Walt the television character is stoic, serious and closed. I enjoyed the series, but as I’ve said in other book reviews, the TV version is humorless and wound very tight. The book Walt is a hoot; funny, quirky and a bit daring. Book Walt is very interesting.
First Frost (Viking, 2024) is the newest Longmire mystery. As is frequently the case, Johnson utilizes a story that takes place in the present and flashes back to 1964. Walt and Henry leave California for a cross-country trip before each is to arrive for their military induction after college. They immediately run into a problem and things are complicated and not as they seem. That story is told to Vic in flashbacks as current day Walt has his own problems: a hearing regarding use of deadly force, as outlined in the previous Longmire book, The Longmire Defense.
The Longmire novels are mystical and spiritual in a way the television series avoided.
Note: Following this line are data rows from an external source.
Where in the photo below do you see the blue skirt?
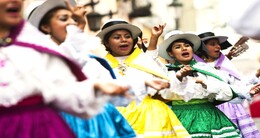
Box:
[61,103,136,138]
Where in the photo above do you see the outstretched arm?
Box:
[147,23,166,50]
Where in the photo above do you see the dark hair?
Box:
[103,29,138,53]
[38,6,68,34]
[166,39,193,52]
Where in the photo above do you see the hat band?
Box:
[101,21,128,30]
[198,32,215,38]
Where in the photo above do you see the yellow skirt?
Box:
[117,96,191,138]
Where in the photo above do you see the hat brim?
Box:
[201,36,228,44]
[158,34,201,60]
[97,24,142,41]
[28,0,76,28]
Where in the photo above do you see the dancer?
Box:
[97,19,190,138]
[28,0,136,138]
[156,31,241,138]
[196,32,260,138]
[0,0,128,138]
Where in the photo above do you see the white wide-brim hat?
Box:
[97,19,142,41]
[158,30,202,60]
[198,32,228,44]
[25,0,76,28]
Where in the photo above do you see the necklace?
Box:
[0,37,12,46]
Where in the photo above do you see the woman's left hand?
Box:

Johnson gives the audience things that cannot be explained, or things that have a real world explanation, but also something that requires a deeper belief. In these books, and First Frost is one, there is a clash of cultures, and the ugly specter of race. Not only are Native Americans treated as a burden, this book revisits the internment of Japanese-Americans during the Second World War, and the prejudice that lingered years after the war.
For me, Johnson creates stories that blend reality and fantasy, and push the boundaries of time. I’m often not sure whether it is day or night. No one seems to sleep. Time is meaningless.
In First Frost, Johnson is able to keep several stories going at the same time, juggling intersecting events and eras. In the surface, his books seem straightforward, but that is often not the case.
The 1964 Walt and Henry aren’t much different from the current incarnation, but it’s interesting to meet their younger selves. The 1964 story is superior to the current day story, so much so that I wish the book had been the entire flashback. Walt and Henry are out of college, about to depart California, and soon to join the military, when a boat appears to be sinking and the crew in trouble. They quickly jump in the oceans to rescue the crew from drowning. True to their character, they risk their lives to save strangers in trouble. This sense of duty is the focus of First Frost, and will get them into further trouble.
While I found the flashback story to be the one to hold your attention, it seemed to veer too far into Jack Reacher territory. When describing a Longmire fight scene, the name Reacher could be aptly substituted. The book’s ending was a bit far-fetched, and a bit of a reach, or should I say, Reacher.
I hope Johnson’s next Longmire installment is a bit less sensational, and more focused on Walt and Vic. Still, First Frost was an enjoyable read.